Supposez que les évaluations faites ou les réalités constatées permettent de prévoir ou de préciser, soit un déficit, soit une augmentation de la production de ces pays qui sont tous exportateurs. Immédiatement ces renseignemens exercent une influence sur la cote du blé dans le monde entier. La consommation, en effet, a des exigences régulières ; il faut qu’elle soit assurée — période par période — dans les pays importateurs notamment.
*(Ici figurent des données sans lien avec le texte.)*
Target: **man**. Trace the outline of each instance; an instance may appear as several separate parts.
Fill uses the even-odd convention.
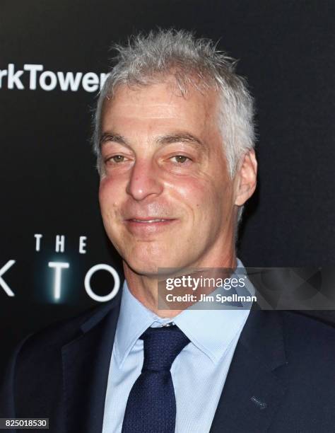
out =
[[[334,431],[331,328],[287,312],[158,308],[162,268],[243,272],[235,233],[257,168],[245,81],[182,31],[119,51],[94,142],[122,296],[23,342],[1,416],[47,417],[57,433]]]

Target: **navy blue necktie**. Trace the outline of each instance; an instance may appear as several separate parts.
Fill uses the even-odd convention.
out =
[[[148,328],[142,371],[128,397],[122,433],[175,433],[176,400],[170,370],[189,342],[177,326]]]

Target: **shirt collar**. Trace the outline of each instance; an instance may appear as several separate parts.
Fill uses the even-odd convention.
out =
[[[243,264],[238,259],[237,269],[239,275],[244,274],[246,276],[248,294],[254,294],[254,288],[247,277]],[[213,294],[227,294],[223,287],[218,288]],[[213,362],[218,362],[234,337],[243,328],[249,316],[249,308],[224,309],[222,306],[218,304],[217,306],[218,309],[214,306],[210,310],[189,307],[173,318],[162,318],[146,308],[131,294],[125,281],[115,334],[114,354],[117,362],[122,367],[134,345],[149,326],[161,326],[173,321],[198,349]],[[196,305],[198,308],[199,303]]]

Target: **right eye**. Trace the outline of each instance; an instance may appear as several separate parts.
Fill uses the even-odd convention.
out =
[[[112,162],[119,163],[124,161],[124,156],[123,155],[114,155],[105,160],[105,163]]]

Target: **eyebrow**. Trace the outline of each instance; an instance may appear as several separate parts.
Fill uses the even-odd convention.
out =
[[[170,144],[172,143],[195,143],[203,146],[202,142],[195,135],[188,132],[177,132],[176,134],[168,134],[158,137],[158,142],[160,144]]]
[[[100,138],[100,147],[105,143],[107,142],[114,142],[114,143],[119,143],[119,144],[124,144],[125,146],[129,146],[127,143],[127,139],[119,135],[119,134],[114,134],[112,132],[104,132]],[[204,143],[195,135],[189,134],[189,132],[176,132],[175,134],[168,134],[167,135],[162,135],[156,139],[156,142],[159,144],[171,144],[172,143],[194,143],[199,146],[204,146]]]
[[[119,134],[114,134],[114,132],[104,132],[102,134],[100,142],[100,147],[107,142],[114,142],[114,143],[128,146],[127,140],[124,137],[119,135]]]

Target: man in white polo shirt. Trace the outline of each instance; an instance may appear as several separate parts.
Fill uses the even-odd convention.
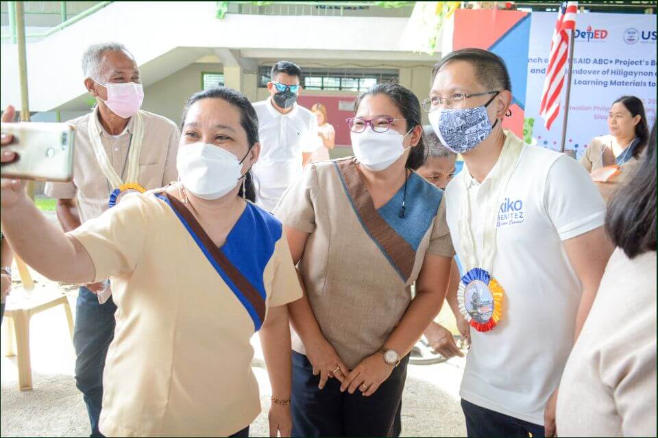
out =
[[[553,436],[561,374],[612,253],[603,200],[576,161],[503,131],[512,95],[499,57],[459,50],[432,77],[430,122],[464,159],[446,197],[466,272],[468,436]]]
[[[121,44],[93,44],[82,56],[82,70],[97,105],[69,122],[75,127],[73,181],[49,183],[45,188],[58,199],[57,217],[64,231],[99,216],[125,192],[158,188],[178,177],[178,129],[139,109],[144,92],[132,55]],[[117,306],[110,292],[108,281],[82,285],[76,304],[75,381],[93,437],[102,436],[103,370],[114,334]]]
[[[297,103],[302,70],[288,61],[272,66],[269,98],[254,104],[258,115],[260,157],[252,172],[256,181],[256,204],[271,211],[319,144],[317,120]]]

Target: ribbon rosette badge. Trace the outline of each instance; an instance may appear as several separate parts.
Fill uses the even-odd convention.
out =
[[[504,293],[502,287],[489,272],[475,268],[466,272],[459,283],[459,310],[472,327],[478,331],[489,331],[502,316]]]
[[[112,193],[110,194],[110,202],[108,204],[110,206],[110,208],[112,208],[116,205],[121,198],[127,193],[131,193],[136,192],[138,193],[144,193],[146,192],[146,189],[140,185],[139,184],[135,183],[128,183],[127,184],[123,184],[117,189],[114,189],[112,191]]]

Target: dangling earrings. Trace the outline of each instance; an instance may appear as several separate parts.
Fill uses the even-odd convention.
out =
[[[180,177],[178,177],[178,196],[180,198],[180,201],[184,204],[187,203],[187,194],[185,193],[185,190],[183,188],[183,185],[180,183]]]

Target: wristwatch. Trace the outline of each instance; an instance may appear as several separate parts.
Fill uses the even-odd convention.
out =
[[[389,365],[396,367],[400,364],[401,360],[400,359],[400,355],[395,350],[389,348],[387,346],[383,346],[382,349],[379,350],[379,352],[382,353],[382,355],[384,356],[384,361]]]

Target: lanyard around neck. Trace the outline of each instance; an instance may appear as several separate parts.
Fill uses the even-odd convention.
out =
[[[519,157],[523,151],[524,144],[512,133],[507,133],[505,141],[498,157],[498,161],[488,177],[488,185],[480,186],[480,193],[484,199],[484,230],[483,233],[482,259],[478,260],[477,246],[471,224],[471,203],[468,193],[468,168],[464,164],[462,172],[466,172],[462,177],[463,197],[461,202],[459,218],[459,241],[464,255],[466,270],[474,268],[481,268],[489,272],[494,267],[494,259],[496,257],[496,231],[498,229],[498,215],[502,202],[503,194],[507,188],[507,184],[516,168]]]

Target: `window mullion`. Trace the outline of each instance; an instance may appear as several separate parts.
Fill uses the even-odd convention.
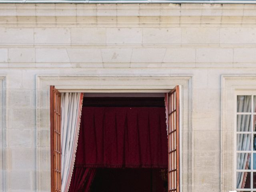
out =
[[[251,125],[250,128],[251,129],[251,190],[253,188],[253,129],[252,127],[252,123],[253,122],[253,95],[252,95],[251,99]],[[252,190],[251,191],[252,192]]]

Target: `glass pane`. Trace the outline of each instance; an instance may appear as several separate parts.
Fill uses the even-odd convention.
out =
[[[253,154],[253,169],[256,169],[256,153]],[[255,178],[256,179],[256,178]]]
[[[236,130],[237,131],[252,131],[251,115],[236,116]]]
[[[252,187],[255,188],[256,188],[256,173],[253,173],[253,176]]]
[[[238,95],[237,111],[238,112],[251,112],[251,100],[250,95]]]
[[[253,134],[253,150],[256,151],[256,134]]]
[[[248,153],[236,154],[236,169],[251,169],[250,154]]]
[[[251,186],[251,173],[250,172],[236,172],[236,188],[250,189]]]
[[[253,116],[252,121],[252,128],[253,129],[253,131],[256,131],[256,115]]]
[[[251,148],[251,134],[237,134],[236,150],[249,151]]]
[[[253,112],[256,112],[256,96],[253,96]]]

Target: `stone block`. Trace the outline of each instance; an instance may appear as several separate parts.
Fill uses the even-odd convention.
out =
[[[255,66],[256,63],[256,48],[235,48],[234,52],[234,62],[254,63],[252,65]]]
[[[134,4],[117,4],[116,11],[118,16],[134,16],[138,17],[140,15],[140,7]]]
[[[16,4],[16,12],[18,16],[34,16],[36,15],[36,4],[29,4],[24,6],[22,4]]]
[[[97,15],[103,16],[116,16],[116,4],[97,4]]]
[[[12,149],[12,168],[15,170],[34,170],[33,164],[36,161],[36,154],[33,149],[19,148]]]
[[[214,27],[186,27],[182,29],[182,44],[217,44],[220,29]]]
[[[36,48],[36,60],[37,62],[68,62],[68,55],[66,49]]]
[[[68,28],[36,28],[34,30],[35,43],[70,44],[70,30]]]
[[[7,62],[8,59],[8,50],[0,49],[0,62]]]
[[[9,147],[19,148],[30,148],[32,146],[32,134],[30,130],[10,129],[7,130],[7,135],[8,136],[7,144]]]
[[[142,30],[139,28],[107,28],[107,44],[141,44]]]
[[[70,62],[102,62],[100,49],[67,49]]]
[[[101,50],[104,62],[130,63],[131,62],[131,48],[106,48]],[[113,67],[115,67],[114,66]]]
[[[96,4],[76,4],[76,14],[77,16],[97,16]]]
[[[180,28],[144,28],[143,44],[180,44],[181,29]]]
[[[165,48],[136,48],[132,50],[132,62],[162,62],[166,52]]]
[[[8,61],[14,62],[34,62],[35,49],[34,48],[9,48]]]
[[[8,172],[9,184],[12,190],[29,190],[31,189],[31,172],[28,170],[13,170]]]
[[[33,109],[13,109],[10,127],[22,130],[34,128],[36,125],[35,111]]]
[[[32,44],[33,29],[30,28],[0,28],[0,42],[2,44]]]
[[[72,44],[106,44],[106,32],[105,28],[72,28]]]
[[[193,48],[167,48],[163,62],[194,63],[196,62],[196,50]]]
[[[233,62],[233,50],[224,48],[198,48],[196,49],[196,62]]]
[[[9,98],[10,102],[9,106],[14,108],[30,107],[32,93],[34,92],[27,90],[12,90]]]
[[[38,3],[36,6],[36,16],[55,16],[55,4]]]
[[[222,28],[220,33],[220,44],[256,44],[256,28]]]
[[[68,6],[67,4],[62,3],[55,4],[55,14],[58,16],[76,16],[76,4],[69,4]]]

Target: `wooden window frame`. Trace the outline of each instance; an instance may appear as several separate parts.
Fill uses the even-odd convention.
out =
[[[180,192],[180,86],[167,97],[168,192]]]
[[[53,86],[50,86],[50,92],[51,191],[61,192],[61,96]],[[179,86],[176,86],[168,93],[167,100],[168,192],[180,192]]]
[[[234,124],[235,126],[235,136],[234,136],[234,139],[235,140],[235,142],[234,142],[235,145],[234,146],[234,148],[235,149],[235,161],[234,163],[234,169],[236,170],[235,173],[234,174],[234,177],[235,179],[235,186],[236,186],[236,190],[238,192],[242,192],[242,191],[248,191],[249,192],[253,192],[255,191],[256,190],[256,188],[253,187],[253,174],[256,173],[256,170],[254,169],[254,154],[256,154],[256,150],[254,150],[254,135],[256,135],[256,132],[254,131],[254,125],[255,124],[255,121],[256,120],[255,119],[255,116],[256,116],[256,112],[255,111],[255,109],[254,107],[254,100],[255,99],[254,97],[256,96],[256,93],[254,94],[247,94],[246,93],[243,93],[242,94],[238,94],[236,95],[236,106],[235,107],[235,109],[236,110],[235,112],[235,123]],[[238,112],[237,111],[237,97],[238,96],[250,96],[251,97],[251,110],[250,112]],[[238,115],[250,115],[250,131],[248,132],[245,132],[245,131],[237,131],[237,117]],[[250,143],[250,148],[251,150],[246,151],[246,150],[241,150],[238,151],[237,150],[237,135],[238,134],[250,134],[251,136],[251,143]],[[249,153],[250,155],[250,169],[245,169],[245,170],[239,170],[237,169],[237,157],[236,154],[238,153]],[[248,174],[250,174],[250,188],[236,188],[237,184],[236,182],[236,174],[237,173],[239,172],[247,172]]]
[[[61,191],[61,95],[50,86],[51,192]]]

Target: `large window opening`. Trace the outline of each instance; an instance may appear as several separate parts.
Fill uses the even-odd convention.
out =
[[[68,187],[52,191],[180,191],[178,86],[168,94],[85,94],[82,109],[70,186],[62,180]],[[52,154],[56,170],[63,163]],[[59,179],[53,175],[52,186]]]
[[[256,191],[256,96],[238,95],[236,102],[236,186]]]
Dès lors, l’annonce d’une mauvaise récolte dans les Indes ou en Australie déjoue les prévisions ordinaires, réduit les disponibilités connues ou escomptées, et provoque la hausse, de même qu’une bonne récolte annoncée, à pareille époque, eût déterminé un fléchissement des cours.

Sans doute, il y a compensation le plus souvent entre les réductions et les augmentations de la production du blé à la surface du globe ; le total de cette production reste à peu près constant, mais, à chaque époque spéciale correspondant à une grosse moisson, les marchés sont impressionnés par les bonnes ou mauvaises nouvelles.
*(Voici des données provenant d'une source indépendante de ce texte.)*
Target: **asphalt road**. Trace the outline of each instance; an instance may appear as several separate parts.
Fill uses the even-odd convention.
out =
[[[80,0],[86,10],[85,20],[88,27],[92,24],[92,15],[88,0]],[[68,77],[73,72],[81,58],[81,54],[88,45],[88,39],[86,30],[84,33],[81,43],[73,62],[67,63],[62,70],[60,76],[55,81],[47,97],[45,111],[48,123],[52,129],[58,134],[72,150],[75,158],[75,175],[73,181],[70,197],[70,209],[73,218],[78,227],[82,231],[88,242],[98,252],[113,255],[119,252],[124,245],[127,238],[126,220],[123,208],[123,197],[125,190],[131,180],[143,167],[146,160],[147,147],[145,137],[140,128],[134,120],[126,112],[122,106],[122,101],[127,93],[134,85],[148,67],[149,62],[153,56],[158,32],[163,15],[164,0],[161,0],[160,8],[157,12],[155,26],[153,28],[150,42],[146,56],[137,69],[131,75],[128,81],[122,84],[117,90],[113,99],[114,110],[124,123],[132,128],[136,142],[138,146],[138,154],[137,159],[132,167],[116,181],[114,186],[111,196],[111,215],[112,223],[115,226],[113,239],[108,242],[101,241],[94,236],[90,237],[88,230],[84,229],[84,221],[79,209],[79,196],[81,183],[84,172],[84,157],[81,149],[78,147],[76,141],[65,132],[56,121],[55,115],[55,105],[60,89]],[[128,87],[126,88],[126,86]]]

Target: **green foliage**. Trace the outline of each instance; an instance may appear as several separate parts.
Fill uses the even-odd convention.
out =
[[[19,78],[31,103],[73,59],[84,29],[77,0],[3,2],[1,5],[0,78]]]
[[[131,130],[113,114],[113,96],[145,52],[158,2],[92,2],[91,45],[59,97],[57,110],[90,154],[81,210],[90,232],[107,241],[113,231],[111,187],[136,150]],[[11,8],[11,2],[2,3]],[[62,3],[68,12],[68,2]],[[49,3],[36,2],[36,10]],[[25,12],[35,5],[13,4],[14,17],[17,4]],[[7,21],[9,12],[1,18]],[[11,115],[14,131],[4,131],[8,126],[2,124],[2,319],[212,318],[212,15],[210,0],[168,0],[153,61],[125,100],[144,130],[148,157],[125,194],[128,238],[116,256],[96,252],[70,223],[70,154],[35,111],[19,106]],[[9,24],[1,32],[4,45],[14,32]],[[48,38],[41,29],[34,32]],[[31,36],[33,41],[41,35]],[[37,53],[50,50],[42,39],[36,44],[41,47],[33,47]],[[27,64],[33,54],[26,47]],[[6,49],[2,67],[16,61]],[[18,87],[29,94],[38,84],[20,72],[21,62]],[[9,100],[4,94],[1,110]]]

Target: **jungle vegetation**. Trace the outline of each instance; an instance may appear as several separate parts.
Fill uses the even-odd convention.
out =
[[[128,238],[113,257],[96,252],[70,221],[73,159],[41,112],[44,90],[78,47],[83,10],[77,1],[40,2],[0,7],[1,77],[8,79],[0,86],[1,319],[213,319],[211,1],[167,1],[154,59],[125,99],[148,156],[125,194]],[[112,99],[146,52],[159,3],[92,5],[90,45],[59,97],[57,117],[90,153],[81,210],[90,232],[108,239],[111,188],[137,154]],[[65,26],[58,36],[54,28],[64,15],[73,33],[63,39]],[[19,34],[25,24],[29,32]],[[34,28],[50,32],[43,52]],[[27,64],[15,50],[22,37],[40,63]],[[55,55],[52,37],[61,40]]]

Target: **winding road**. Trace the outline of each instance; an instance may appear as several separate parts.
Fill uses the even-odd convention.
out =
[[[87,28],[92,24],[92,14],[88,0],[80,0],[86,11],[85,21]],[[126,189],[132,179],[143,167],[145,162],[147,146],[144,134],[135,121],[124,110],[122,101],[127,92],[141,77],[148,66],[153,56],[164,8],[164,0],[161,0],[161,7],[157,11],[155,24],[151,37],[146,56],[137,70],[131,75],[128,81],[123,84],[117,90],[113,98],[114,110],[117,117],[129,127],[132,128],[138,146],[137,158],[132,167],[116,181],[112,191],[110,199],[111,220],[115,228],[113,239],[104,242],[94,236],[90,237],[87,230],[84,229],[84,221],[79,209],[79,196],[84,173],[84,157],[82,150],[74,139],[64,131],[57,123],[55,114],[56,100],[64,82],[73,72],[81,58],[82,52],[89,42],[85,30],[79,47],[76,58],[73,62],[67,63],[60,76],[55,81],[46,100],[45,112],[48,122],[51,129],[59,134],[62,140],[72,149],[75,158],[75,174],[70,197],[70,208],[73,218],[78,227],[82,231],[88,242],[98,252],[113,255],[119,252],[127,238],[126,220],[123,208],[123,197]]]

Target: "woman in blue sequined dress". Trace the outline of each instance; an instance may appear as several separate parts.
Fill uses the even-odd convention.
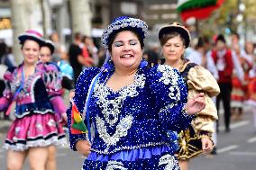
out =
[[[191,115],[204,109],[204,96],[187,103],[176,69],[147,67],[142,59],[147,28],[139,19],[115,19],[102,37],[109,60],[79,76],[74,104],[85,112],[88,134],[72,133],[71,108],[68,118],[71,148],[87,156],[83,169],[179,169],[177,136],[169,131],[188,127]]]

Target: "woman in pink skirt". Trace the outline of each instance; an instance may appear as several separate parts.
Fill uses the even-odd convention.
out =
[[[44,170],[48,148],[66,143],[54,113],[65,115],[66,112],[60,96],[61,76],[55,65],[38,63],[45,43],[39,32],[28,31],[18,39],[23,62],[5,74],[6,85],[0,98],[0,111],[7,110],[7,113],[16,103],[15,120],[4,144],[8,149],[7,169],[22,169],[28,157],[31,169]]]

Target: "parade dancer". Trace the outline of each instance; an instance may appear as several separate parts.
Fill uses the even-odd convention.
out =
[[[164,66],[177,68],[188,90],[187,99],[204,93],[206,108],[197,112],[191,126],[178,134],[177,157],[181,170],[187,170],[190,158],[199,154],[210,153],[213,148],[212,134],[217,111],[212,97],[220,93],[217,82],[212,74],[202,66],[184,58],[185,49],[190,44],[190,33],[181,24],[174,22],[162,27],[159,31]]]
[[[22,169],[26,157],[31,169],[45,169],[48,148],[66,144],[65,133],[56,113],[65,114],[61,99],[61,76],[55,65],[38,63],[42,36],[28,31],[18,37],[23,62],[5,74],[5,89],[0,98],[0,110],[8,114],[16,103],[4,148],[7,169]]]
[[[142,58],[147,30],[140,19],[115,19],[102,36],[110,57],[105,67],[79,76],[68,118],[71,148],[87,156],[83,169],[179,169],[176,147],[169,143],[177,137],[167,130],[186,129],[205,108],[204,95],[187,103],[176,69],[147,67]],[[87,131],[78,114],[83,112]]]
Que s’est-il passé précisément depuis le mois de janvier 1915 ? M. Asquith l’a dit récemment. On a constaté, affirme-t-il, un déficit de la récolte indienne et australienne en même temps qu’un retard de la moisson d’Argentine. Or, ces trois récoltes ont lieu durant les premiers mois de chaque année, de janvier à mars ! La brusque montée des cours, soit à l’étranger, soit en France, se trouve donc expliquée.

Un autre fait explique et justifie la hausse sur les marchés européens : il s’agit de l’augmentation excessive des frais de transport par mer. Le fret de New-York ou de Buenos-Ayres à Liverpool a quintuplé. Il a même passé de 9 à 46 francs et de 12 à 91 francs par tonne, entre les mois de juillet 1914 et de février 1915[1] ! Il est clair que le prix de revient des fromens étrangers dans les ports d’Europe se trouve relevé, et, d’autre part, les détenteurs de blés indigènes, — commerçans ou cultivateurs, — bénéficient d’une hausse, puisque l’acheteur ne peut

  1. Voir le Bulletin de l’Institut international d’Agriculture (prix des frets maritimes), mars 1915.